Smelter committed to supporting community
A New Zealand Aluminium Smelters boss says the Tiwai Pt plant will continue to support the community in the near future.
NZ Aluminium Smelters general manager Gretta Stephens said the smelter would be the major sponsor of the Southland Science and Technology Fair for the next three years and this week had marked the sixth year of an educational partnership with Southland Girls' High School.
"It has been a desire at the smelter to stay operating in Southland and that includes being a strong members of the community," Mrs Stephens said.
The smelter had been the major sponsor of the fair for 11 years, contributing more than $80,000 towards science and technology in Southland. Under the new agreement, sponsorship had been increased to $7000 a year.
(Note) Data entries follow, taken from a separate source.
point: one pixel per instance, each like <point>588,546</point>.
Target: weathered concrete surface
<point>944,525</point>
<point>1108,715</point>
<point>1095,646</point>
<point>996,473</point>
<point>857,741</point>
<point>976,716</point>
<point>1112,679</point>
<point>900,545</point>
NZ Aluminium Smelters staff also volunteered at the fair.
"Our involvement gives our employees an opportunity to participate in a wonderful community event," she said.
This week the smelter hosted two year-13 students as part of an annual initiative to encourage females into the engineering industry. Since the initiative started in 2008, about 29 students had participated, with 12 going on to get engineering jobs.
"I was excited to hear so many young women are getting into engineering after their time here," Mrs Stephens said.
Students Maddy Furness and Lydia Ward were on site for seven days learning the ropes, taking on projects in metal products and reduction cells.
They also met female staff at the smelter to learn about career paths in science and engineering.
"It's hard to understand what goes on [at the smelter] without seeing the process for yourself," Maddy said. "It's more than design and physics; it includes health and safety, a lot of observation and getting your hands dirty."
Southland Girls' head of physics Paul King said the two girls told him the smelter had "showed them what they learned in class was useful and real".
He said the school encouraged pupils to get into a career such as engineering, where he believed there would be many jobs in the future.